Shock Top Beer and Their Deplorable Mascot Wedgehead Need To Back Away from The SHOCKER’s Turf
Go away from our good name forever.
Go away from our good name forever.
Brands. Like vulture capitalist and Supreme Vampire Lord Peter Thiel, they crave young blood. Which is why bigboy brewers like Blue Moon and Shock Top are so keen to snag folks who are young, dumb, and full of exploitable commodities. Not actual craft beers, these buds off the corporate sponge being around is akin to major labels signing indie bands to boutique labels to maintain the illusion of integrity and cool.
It’s like the Smashing Pumpkins being on Caroline Records — this ostensibly real-deal small label was gobbled up by EMI, along with Virgin records, in 1992. Blue Moon and Shock Top are the craft beer version of Steve Buscemi’s character on 30 Rock posing as a teenager. Blatant in pandering and completely insincere. Also Shock Top tastes like lukewarm wheat water, with a hint of orange and spices to make you truly regret your decision.
None of this really matters because craft beer is basically the purview of straight white dudes, like a country club for people with a lot of facial hair, too many tattoos, and a deep knowledge of the Polvo discography. These are not really my fish to fry: that fucker on the Shock Top label is. Imagine the son of the Mac Tonight Moon Man — a beautiful and awesome man, admirably chilling deep in the heart of America’s anxieties — abandoned in a North Dakota wheat field, inflicted with jaundice. That’s the basic look of Shock Top’s Wedgehead, a horrifying corporate creation borne of the same stultifying process as Poochie. Unfortunately, Wedgehead did not die on the way back to his home planet (which is Shit Planet, FYI).

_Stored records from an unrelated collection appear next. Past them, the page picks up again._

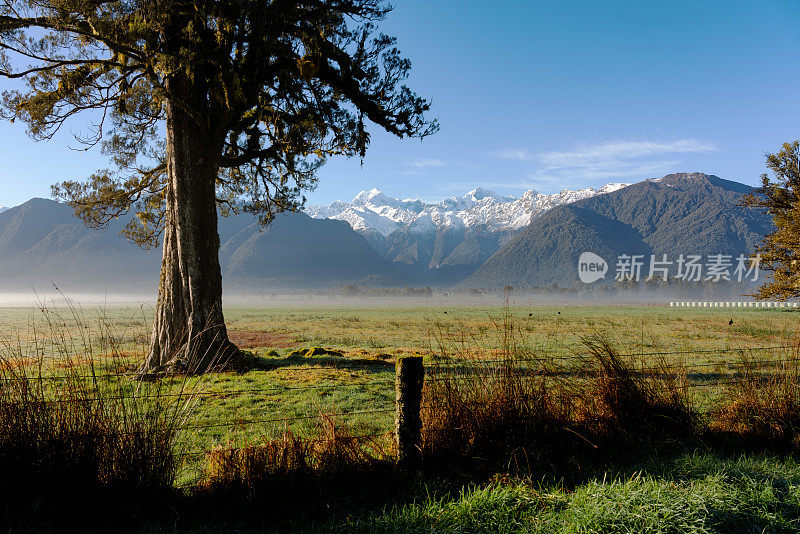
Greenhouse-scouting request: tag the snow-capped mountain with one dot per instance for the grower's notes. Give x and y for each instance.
(373, 211)
(441, 243)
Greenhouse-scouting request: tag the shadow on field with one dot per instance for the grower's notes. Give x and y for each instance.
(313, 357)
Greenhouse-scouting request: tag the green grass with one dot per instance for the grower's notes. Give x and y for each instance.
(369, 340)
(694, 494)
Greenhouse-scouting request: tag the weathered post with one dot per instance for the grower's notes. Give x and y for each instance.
(410, 375)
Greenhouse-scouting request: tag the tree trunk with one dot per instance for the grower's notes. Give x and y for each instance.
(189, 333)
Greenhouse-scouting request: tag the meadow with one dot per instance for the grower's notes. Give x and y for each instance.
(314, 364)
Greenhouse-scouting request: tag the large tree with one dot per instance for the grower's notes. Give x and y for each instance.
(203, 106)
(780, 198)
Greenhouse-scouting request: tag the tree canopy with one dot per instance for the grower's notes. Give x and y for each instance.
(275, 86)
(780, 197)
(203, 105)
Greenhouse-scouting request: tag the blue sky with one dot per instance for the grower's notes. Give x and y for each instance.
(550, 95)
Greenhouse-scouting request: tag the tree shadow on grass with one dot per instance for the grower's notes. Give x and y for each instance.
(314, 357)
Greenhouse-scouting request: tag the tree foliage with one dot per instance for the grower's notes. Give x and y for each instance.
(273, 87)
(780, 198)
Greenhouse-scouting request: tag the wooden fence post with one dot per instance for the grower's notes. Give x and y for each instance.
(410, 375)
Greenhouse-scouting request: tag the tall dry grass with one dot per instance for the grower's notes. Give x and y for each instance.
(523, 411)
(761, 405)
(75, 424)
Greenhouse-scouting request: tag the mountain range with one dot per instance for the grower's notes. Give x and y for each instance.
(480, 240)
(41, 242)
(441, 243)
(684, 213)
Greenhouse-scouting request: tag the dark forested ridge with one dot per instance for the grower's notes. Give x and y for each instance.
(41, 243)
(685, 213)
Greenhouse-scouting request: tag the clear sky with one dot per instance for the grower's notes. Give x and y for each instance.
(550, 95)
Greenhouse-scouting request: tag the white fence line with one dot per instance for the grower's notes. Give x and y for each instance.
(732, 304)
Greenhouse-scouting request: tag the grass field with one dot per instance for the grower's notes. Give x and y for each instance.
(288, 390)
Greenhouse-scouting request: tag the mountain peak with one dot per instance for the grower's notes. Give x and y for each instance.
(373, 196)
(480, 193)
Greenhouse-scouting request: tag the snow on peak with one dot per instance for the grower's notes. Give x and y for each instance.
(373, 211)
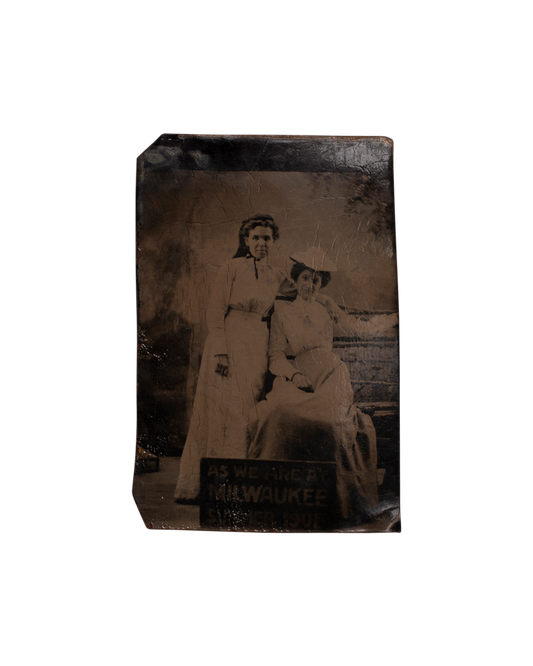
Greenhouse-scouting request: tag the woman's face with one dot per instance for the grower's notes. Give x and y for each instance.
(308, 284)
(259, 242)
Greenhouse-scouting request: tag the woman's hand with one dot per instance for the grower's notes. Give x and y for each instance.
(302, 382)
(223, 365)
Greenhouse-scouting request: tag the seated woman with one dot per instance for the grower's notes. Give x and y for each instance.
(309, 414)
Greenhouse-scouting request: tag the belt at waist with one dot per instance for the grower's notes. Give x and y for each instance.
(249, 315)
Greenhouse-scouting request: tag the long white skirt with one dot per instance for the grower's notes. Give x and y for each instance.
(219, 423)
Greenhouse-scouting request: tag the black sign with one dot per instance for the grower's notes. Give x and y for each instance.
(265, 494)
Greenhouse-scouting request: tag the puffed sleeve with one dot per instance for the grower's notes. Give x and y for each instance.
(287, 288)
(278, 363)
(218, 307)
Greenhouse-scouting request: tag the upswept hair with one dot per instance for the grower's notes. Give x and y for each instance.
(261, 220)
(298, 269)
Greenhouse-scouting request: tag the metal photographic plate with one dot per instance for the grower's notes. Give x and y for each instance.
(267, 334)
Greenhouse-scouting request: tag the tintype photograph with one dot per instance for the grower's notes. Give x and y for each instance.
(267, 334)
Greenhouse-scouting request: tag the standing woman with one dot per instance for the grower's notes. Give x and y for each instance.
(235, 358)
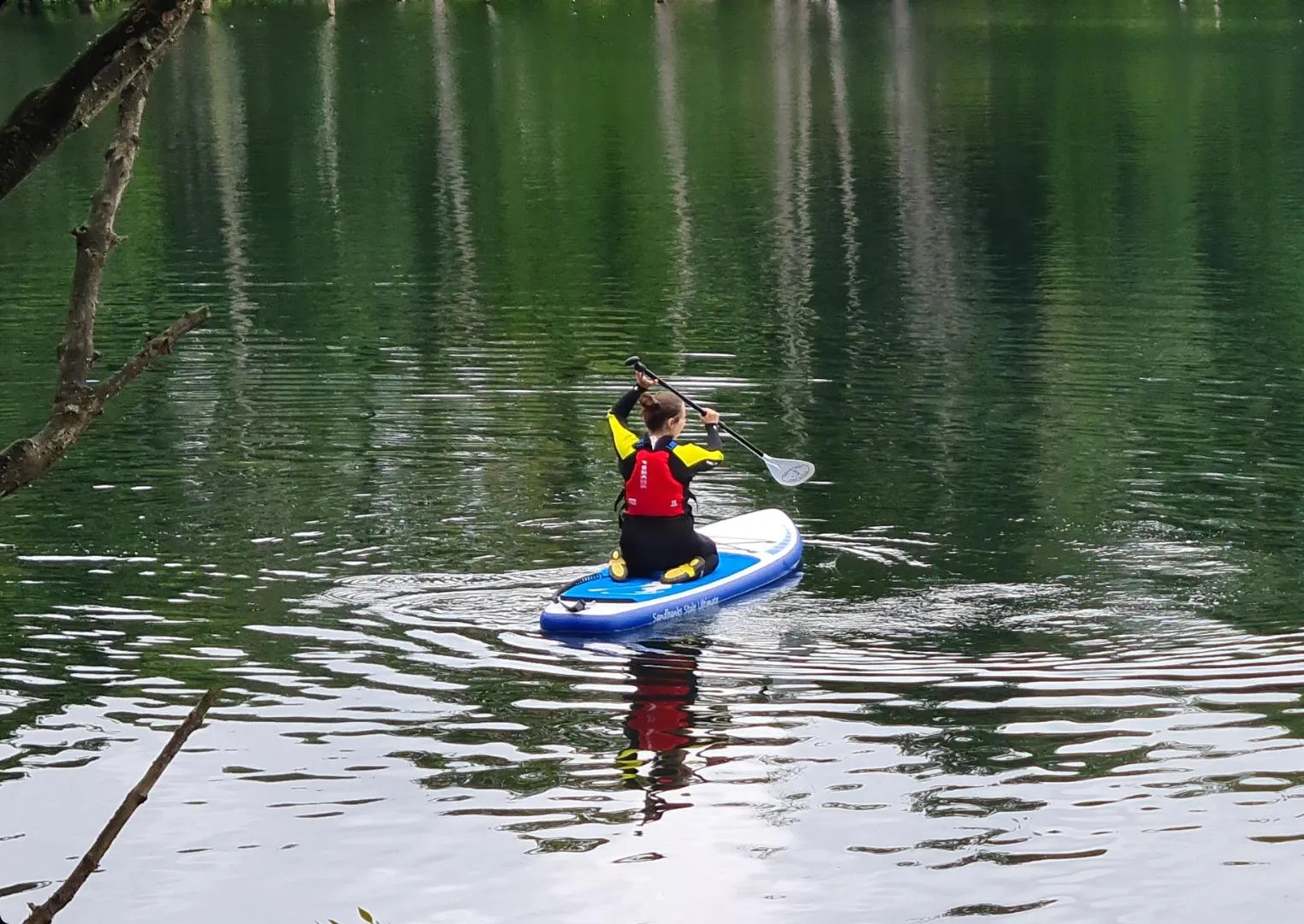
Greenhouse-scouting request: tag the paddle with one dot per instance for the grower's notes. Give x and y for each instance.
(788, 472)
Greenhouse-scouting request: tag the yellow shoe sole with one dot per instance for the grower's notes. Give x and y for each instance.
(684, 574)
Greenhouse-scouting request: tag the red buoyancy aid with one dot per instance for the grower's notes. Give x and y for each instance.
(652, 489)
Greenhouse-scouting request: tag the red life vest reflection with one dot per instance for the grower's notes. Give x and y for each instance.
(666, 684)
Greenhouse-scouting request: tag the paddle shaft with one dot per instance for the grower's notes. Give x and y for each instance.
(742, 441)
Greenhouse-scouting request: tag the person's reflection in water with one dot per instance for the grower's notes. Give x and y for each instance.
(660, 721)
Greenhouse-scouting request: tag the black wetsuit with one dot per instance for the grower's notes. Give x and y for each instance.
(654, 543)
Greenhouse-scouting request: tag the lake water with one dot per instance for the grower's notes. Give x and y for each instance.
(1022, 279)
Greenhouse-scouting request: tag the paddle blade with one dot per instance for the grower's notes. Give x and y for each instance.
(789, 472)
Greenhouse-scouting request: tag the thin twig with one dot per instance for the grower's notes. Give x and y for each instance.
(68, 891)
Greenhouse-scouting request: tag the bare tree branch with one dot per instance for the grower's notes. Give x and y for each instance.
(134, 799)
(77, 403)
(94, 241)
(159, 346)
(47, 115)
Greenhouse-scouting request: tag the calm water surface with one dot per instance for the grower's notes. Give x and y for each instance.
(1022, 279)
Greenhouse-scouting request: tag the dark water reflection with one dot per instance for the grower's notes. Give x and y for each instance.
(1034, 318)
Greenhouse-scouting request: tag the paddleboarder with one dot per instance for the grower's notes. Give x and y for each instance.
(656, 505)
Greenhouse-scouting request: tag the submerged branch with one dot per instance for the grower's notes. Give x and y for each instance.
(134, 799)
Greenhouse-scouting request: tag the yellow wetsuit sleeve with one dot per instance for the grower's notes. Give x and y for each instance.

Faced with millennials abandoning macro-swill in favor of micro-swill brewed by condescending snobs in areas of town dubbed up-and-coming and soon to price out their original inhabitants, the brands have decided what they really need is a business mascot with an attitude. Wedgehead is this, and Shock Top is the original beer from hell, not be confused with a Helles lager, a style of beer originating in Munich and originally created to compete with the crisp pilsners of Bohemia.

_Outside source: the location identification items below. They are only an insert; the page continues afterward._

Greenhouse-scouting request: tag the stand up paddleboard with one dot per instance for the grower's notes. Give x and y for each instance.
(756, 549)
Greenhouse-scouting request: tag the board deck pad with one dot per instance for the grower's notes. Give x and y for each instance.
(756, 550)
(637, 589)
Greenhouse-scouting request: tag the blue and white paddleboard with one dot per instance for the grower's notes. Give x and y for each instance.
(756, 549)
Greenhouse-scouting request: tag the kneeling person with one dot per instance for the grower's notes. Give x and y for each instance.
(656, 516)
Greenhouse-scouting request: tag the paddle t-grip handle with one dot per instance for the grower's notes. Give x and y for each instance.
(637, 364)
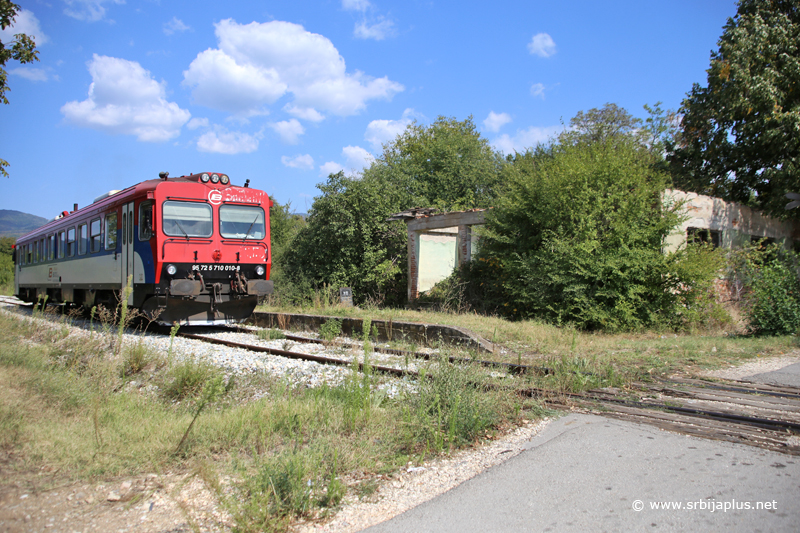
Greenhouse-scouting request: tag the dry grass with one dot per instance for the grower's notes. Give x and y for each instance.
(66, 405)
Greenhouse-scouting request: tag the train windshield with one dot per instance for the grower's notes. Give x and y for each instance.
(241, 222)
(187, 219)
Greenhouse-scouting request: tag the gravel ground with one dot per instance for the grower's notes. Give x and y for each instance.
(239, 361)
(759, 365)
(402, 491)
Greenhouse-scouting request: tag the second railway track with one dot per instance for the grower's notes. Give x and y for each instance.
(761, 415)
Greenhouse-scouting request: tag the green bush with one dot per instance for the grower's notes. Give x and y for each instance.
(187, 378)
(773, 299)
(330, 329)
(451, 406)
(577, 239)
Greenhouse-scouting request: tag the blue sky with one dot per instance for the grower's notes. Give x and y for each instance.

Wedgie’s sunglasses and mohawk are ample evidence that this “isn’t your daddy’s wheat beer.” If it were brewed by reclusive author and paper bag aficionado, Thomas Pynchon, it would be Inherent Weiss. (Technically speaking, Shock Top is a witbier due to the use of Belgian yeast; if it was a German-style brew it would fall under the category of weiss beer.)
For failed attempts to court young people via alcohol and cynical branding on the level of Shock Top’s disgrace, we recall the memory of Zima, the translucent beverage horror of the 90’s that wasn’t Crystal Pepsi. Crystal Pepsi has recently returned from its sadly breakable grave, so too might the scary rotgut of Zima, to once again stalk the aisles of local supermarkets next to Shock Top.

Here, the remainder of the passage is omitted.